This week one of the largest school systems in the country, Montgomery County schools in Maryland, announced that next year they will eliminate final exams. The vote by the Board of Education was unanimous, so this was not a hotly contested issue by any means. The plan is to replace the two-hour semester-end exams with shorter, more periodic assessments taken throughout the year; the assessments can take the form of tests, essays, portfolios, projects, etc.
The rationale behind the decision to eliminate final exams is that students take too many tests already and the school system can’t eliminate federally mandated exams, so instead they’re taking matters into their own hands by eliminating the exams they do have control over. In a similar vein, last year Loudoun County schools in Northern Virginia removed the requirement for teachers to give midterm and final exams.
Clearly this is a whole shift in the thinking about the educational process, how it’s managed, and how its outcomes are measured.
I once observed a discussion on social media on the topic of grading homeschooled kids. One of the people in the discussion wrote that she gives her kids as much time as they need to learn the material and doesn’t issue them a grade until they’ve mastered it. Her philosophy was that her goal, as a homeschooling parent, was for her child to master the material. Whether it was on his own timetable or on one that matches a traditional school schedule, it didn’t matter - as long as mastery was the outcome.
At first I wondered about that approach and questioned its validity, but the more I reflected on it, the more I agreed with it. What exactly is the hurry to have kids master their studies in a predetermined amount of time? Because really, until kids reach college (or even for some kids, their last two years of college), is the acquisition of knowledge the terminal goal, or is their major achievement learning how to learn - how to discern key points of information, how to analyze and think critically, how to organize their thoughts, how to present a compelling point of view? These are the core skills that allow college students to actually acquire knowledge and skills in their chosen major and prepare to perform and succeed in the workforce.
Learning how to learn, learning how to think critically, learning how to evaluate and learning how to course correct are the most vital skills we can teach our children.

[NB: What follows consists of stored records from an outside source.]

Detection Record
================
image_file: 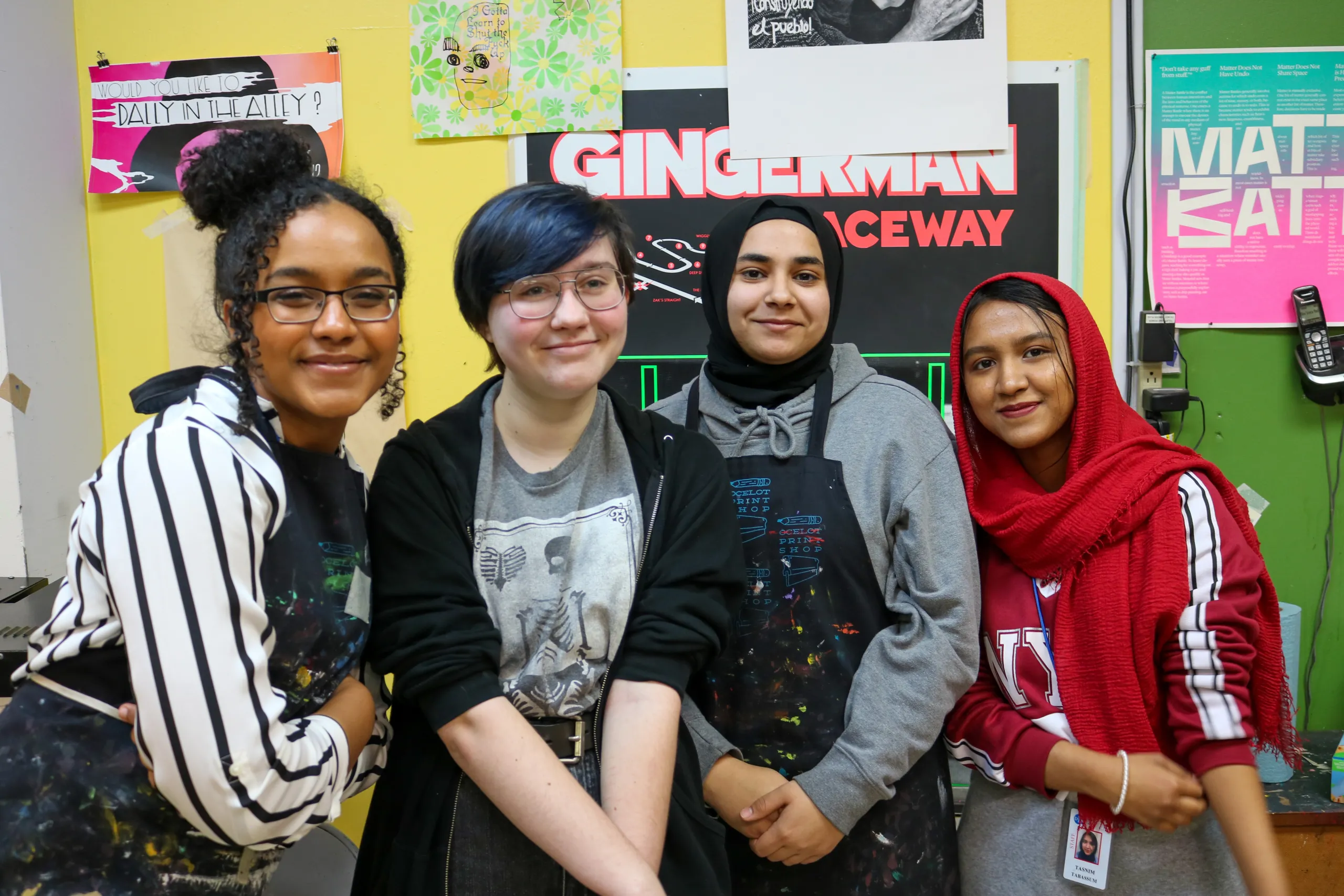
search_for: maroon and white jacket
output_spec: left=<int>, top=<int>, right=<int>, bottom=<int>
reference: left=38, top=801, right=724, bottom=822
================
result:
left=946, top=473, right=1263, bottom=797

Learning is an iterative process, not one that can always be measured by a fixed final examination and one that does not always take a linear path. Everything is progress, whether or not it’s on a schedule or a prescribed sequence or part of a predetermined scope. Every child (and adult for that matter) is on a journey and if they have not arrived at their destination, they are not necessarily lost - they just haven’t arrived yet.
When I came across this TED Talk by Carol Dweck called “The Power of Believing That You Can Improve,” it brought to mind that online conversation about homeschoolers having far fewer fixed criteria to meet their curricula. And in that, there is great liberation and a whole mental shift toward the positive. Dweck’s TED talk reinforces the idea that measuring mastery at particular benchmarks is neither necessary nor beneficial, because it negates the idea of “not yet”
Watch it yourself and feel empowered by the idea of “not yet.” What is it that you haven’t achieved, at least, “not yet?”